Bpifrance se tient prête à réaliser une grosse opération cette année
Pour Bpifrance, 2014 devrait plutôt ressembler à 2012 en matière d’investissement en fonds propres dans les grandes entreprises et les ETI. Cette année-là, son prédécesseur, le Fonds stratégique d’investissement (FSI), avait misé 1,15 milliard d’euros dans 16 sociétés, dont un gros ticket (776 millions) dans Eramet, dont la valeur a depuis fondu. Un niveau que l’institution veut retrouver en 2014, en visant 20 prises de participation pour 1,05 milliard, après un exercice 2013 beaucoup plus discret durant lequel seulement 368 millions d’euros ont été investis.
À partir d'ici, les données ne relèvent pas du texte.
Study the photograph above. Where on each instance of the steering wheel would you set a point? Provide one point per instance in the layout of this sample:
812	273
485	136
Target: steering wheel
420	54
Si Bpifrance maintient un rythme d’investissement direct de 300 à 400 millions dans les ETI, l’objectif 2014 prend donc en compte une transaction d’envergure. «Cela laisse de la place pour une opération à 600 millions d’euros», a précisé Nicolas Dufourcq, son directeur général, qui présentait le 14 février le bilan de la première année d’existence du groupe né de la réunion, entre autres, d’Oséo et du FSI.
Le patron de Bpifrance pense-t-il à Euronext ? Racheté par ICE, l’opérateur boursier européen prépare son IPO d’ici à l’été et cherche à constituer un noyau dur d’actionnaires. «Ce n’est pas incompatible avec notre doctrine. On va regarder le dossier, a indiqué vendredi Nicolas Dufourcq. Est-ce que c’est la Caisse des dépôts et consignations qui investira dans Euronext, ou nous, ou personne ? Cela reste à voir». Mais compte tenu des estimations indicatives de la valeur du futur Euronext en Bourse (autour de 1,5 milliard d’euros espérés), il semble peu probable que l’établissement prenne un ticket aussi élevé au tour de table de l’opérateur.
L’investissement direct dans les ETI et les grandes entreprises ne constitue qu’une petite partie – la plus exposée – de l’activité de Bpifrance. Celle-ci donnera aussi cette année un coup d’accélérateur dans ses autres métiers: la garantie des prêts bancaires (+2,5% prévus en 2014, à 8,2 milliards), le crédit (+1 milliard, dont 400 millions de plus pour les prêts en co-développement et +125% dans l’export), les fonds PME (170 millions au lieu de 120), le capital innovation (40 tickets contre 35 en 2013) et les fonds de fonds (+26% à 560 millions). «Nous avons un rôle contra-cyclique», fait valoir Nicolas Dufourcq, alors que les encours de crédit aux entreprises stagnent en France. Un rôle qui sera surveillé de près, dès ce lundi, par les équipes de superviseurs chargées de la revue des actifs bancaires de la BCE.